Von der modernen Labortechnik im Innern des Neumannflügels ist von draußen nicht viel zu sehen. Wer als Fußgänger an dem ehemaligen Königlichen Logierhaus vorbeiläuft, sieht nur die nach historischem Vorbild frisch sanierte Fassade. "Von außen ist das Gebäude wie 1820, drinnen ist es High-Tech. Die Nutzung in dem Denkmal zu verstecken, war baulich die große Herausforderung", meint Alsheimer.
Überbleibsel des Königlichen Logierhauses
Doch nicht nur die Fassade steht unter Denkmalschutz, auch im Innern des Laborbaus gibt es historische Schmuckstücke: Da ist ein Teil einer historischen Schmuckdecke im Südflügel des ersten Obergeschosses. Hier befand sich früher der herrschaftliche Salon für die adeligen Hotelgäste. Zwar ist bei früheren Umbauten der Großteil der dekorativen Decke zerstört worden, ein Teil wurde aber erhalten und restauriert. Historisch bedeutend sind vor allem die beiden Treppenhäuser. Das kleinere Nebentreppenhaus stammt aus der Bauzeit, das Littmann-Treppenhaus wurde 100 Jahre später Mitte der 1920er errichtet, und zwar als das Kurhausbad gebaut wurde. Es verbindet den Neumannflügel mit dem Kurhausbad. Die Treppenhäuser wurden statisch überarbeitet und werden farblich wieder in den jeweiligen Originalzustand zurückversetzt. Im Falle des Littmann-Treppenhauses ist das sehr aufwendig und der Job von erfahrenen Kirchenmalern.
Aktuell erhält das Geländer den finalen Anstrich: Es ist strahlendweiß gestrichen. Der Handlauf wird noch eine dunklere Farbe bekommen, die Holzverstrebungen hingegen werden mit golden-ockernen Schablonenfriesen verziert. Die Fries-Malereien schmücken nicht nur das Geländer , sondern auch die Wände des Treppenhauses.

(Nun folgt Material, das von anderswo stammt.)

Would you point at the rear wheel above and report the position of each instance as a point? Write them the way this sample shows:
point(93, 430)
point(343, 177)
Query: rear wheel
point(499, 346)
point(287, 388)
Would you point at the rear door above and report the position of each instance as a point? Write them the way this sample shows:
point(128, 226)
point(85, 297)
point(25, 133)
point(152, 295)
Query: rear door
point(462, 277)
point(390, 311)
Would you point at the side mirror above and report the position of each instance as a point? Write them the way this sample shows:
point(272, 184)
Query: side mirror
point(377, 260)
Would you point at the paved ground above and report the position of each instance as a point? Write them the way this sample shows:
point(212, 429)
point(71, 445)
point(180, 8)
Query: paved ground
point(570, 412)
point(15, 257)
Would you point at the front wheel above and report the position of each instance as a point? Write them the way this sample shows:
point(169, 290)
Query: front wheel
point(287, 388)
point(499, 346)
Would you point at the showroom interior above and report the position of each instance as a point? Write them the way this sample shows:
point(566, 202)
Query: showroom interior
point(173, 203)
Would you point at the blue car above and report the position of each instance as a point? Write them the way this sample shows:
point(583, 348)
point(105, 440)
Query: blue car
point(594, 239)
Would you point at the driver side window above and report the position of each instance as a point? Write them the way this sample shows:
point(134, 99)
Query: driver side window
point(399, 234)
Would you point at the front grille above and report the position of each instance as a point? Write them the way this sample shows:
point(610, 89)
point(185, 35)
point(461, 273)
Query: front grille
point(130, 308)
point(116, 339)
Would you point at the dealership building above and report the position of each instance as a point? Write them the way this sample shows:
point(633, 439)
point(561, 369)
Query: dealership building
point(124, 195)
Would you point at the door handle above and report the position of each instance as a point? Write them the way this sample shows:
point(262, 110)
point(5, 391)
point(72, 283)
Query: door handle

Ob die historischen Gebäudeteile im Neumannflügel künftig öffentlich zugänglich sind, lässt das Zentrum für Staatsbäder offen. Grundsätzlich dienen sowohl Kurhausbad, als auch Neumannflügel dem LGL als Behördengebäude, betont Christian Rast. Einzelne Bereiche werden öffentlich betretbar sein. Nach dem derzeitigen Stand ist das im Kurhausbad das Vestibül sowie eine historische Badekabine im ersten Obergeschoss (sind bereits betretbar) sowie im Untergeschoss die Bitterwasser-Showabfüllung und der Gastronomiebereich (noch nicht in Betrieb).